The National Wildlife Federation works closely with developers, decision-makers, environmental organizations, and coastal communities to help ensure that responsibly developed offshore wind power will play a key role in America’s energy future. Last April, we were thrilled to celebrate the kick-off of construction of the nation’s first offshore wind power project in Rhode Island and to return in July for the pivotal “Steel in the Water” moment for this new American industry.
Watch a video of Block Island Wind Farm construction from Deepwater Wind.
The Ocean State will be the first to put offshore wind power on the map in the U.S. By the end of 2016, Rhode Island state waters will be home to five offshore wind turbines, three miles off the southeast coast of Block Island.
The Block Island Wind Farm has provided the U.S. with a much-needed model of how to get an offshore wind project done. The state of Rhode Island led an impressive multi-stakeholder ocean planning process, and Providence-based developer Deepwater Wind devoted years to this process, altering their plan significantly to reflect the feedback of local, state, and national leaders in the wildlife, fishing, labor, and tribal communities, among other stakeholders.
The five turbines will connect Block Island to the mainland for the first time, replace the dirty and expensive diesel generator currently fueling the island, cut local electric rates nearly in half, and put more than 300 Rhode Islanders to work throughout the construction process alone — all while employing the highest standards of wildlife protection.
Massachusetts is poised to launch America’s offshore wind industry to a new level, and NWF is at the forefront of a campaign to ensure 2016 is the year it is made possible. Areas that can power millions of MA homes fifteen miles off the state’s South Coast have been carefully designated by the federal government for offshore wind development, and experienced developers would like to get started.
But first, state leadership has to pass legislation that will create a market for the power these projects will produce – potentially enough clean, local energy to power every home in Massachusetts. As coal and nuclear power plants in the Commonwealth retire, a fierce debate over how to replace their energy is underway, and offshore wind power is the only in-state, pollution-free option available right when we need it in enough abundance to rise to the challenge. Stay tuned as this story plays out and hopefully charts the course for states to follow!

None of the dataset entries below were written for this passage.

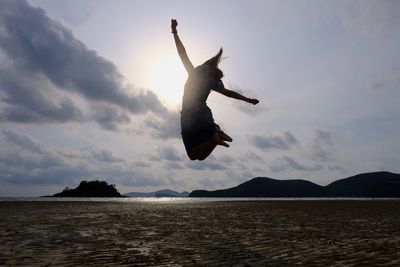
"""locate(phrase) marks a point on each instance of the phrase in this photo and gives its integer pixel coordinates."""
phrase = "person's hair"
(213, 62)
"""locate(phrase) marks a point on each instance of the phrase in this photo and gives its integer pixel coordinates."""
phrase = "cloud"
(374, 19)
(101, 154)
(210, 164)
(286, 142)
(286, 162)
(168, 126)
(44, 69)
(167, 153)
(322, 147)
(25, 160)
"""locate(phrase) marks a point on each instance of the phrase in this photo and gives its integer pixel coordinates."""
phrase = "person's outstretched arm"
(236, 95)
(181, 49)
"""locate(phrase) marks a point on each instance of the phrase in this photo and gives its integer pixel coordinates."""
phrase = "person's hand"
(253, 101)
(174, 24)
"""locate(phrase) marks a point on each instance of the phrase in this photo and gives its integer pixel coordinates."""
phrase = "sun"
(167, 80)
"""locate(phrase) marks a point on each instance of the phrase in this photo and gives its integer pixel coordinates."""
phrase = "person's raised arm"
(181, 49)
(236, 95)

It is an incredibly fortunate coincidence that our largest East Coast energy market is also home to some of the greatest offshore wind power potential in the world. It’s time to harness that energy!
Just last month, a large area of federal waters 11 miles south of Long Island was designated for wind power development that could power hundreds of thousands of homes. Combined with a leased area 30 miles southeast of Montauk that could provide critically needed support at moments of peak energy demand, there are ample near-term opportunities for NY to build a meaningful offshore wind program.
State leadership has acknowledged the value that offshore wind offers, and New Yorkers continue to call on Governor Cuomo, NYC Mayor Bill de Blasio, and the Long Island Power Authority to take the steps needed to finally make offshore wind power an Empire State reality. We need to keep the pressure on until they get it done!
New Jersey’s offshore wind power story keeps moving forward. Globally leading developers hold leases to areas in federal waters far offshore with a combined potential to generate power for close to 1.2 million homes.
As we see in every state trailblazing in this uncharted territory, launching an industry calls for all hands on deck. Bold leadership is needed at every level to bring this golden and urgently needed opportunity to fruition. In a time when climate change threatens so much of what we cherish, we must clear the way for the solutions that can rise to this most pressing challenge.
Offshore wind power is one of those solutions, and the National Wildlife Federation is proud to be part of the force driving it forward and ensuring it’s done right.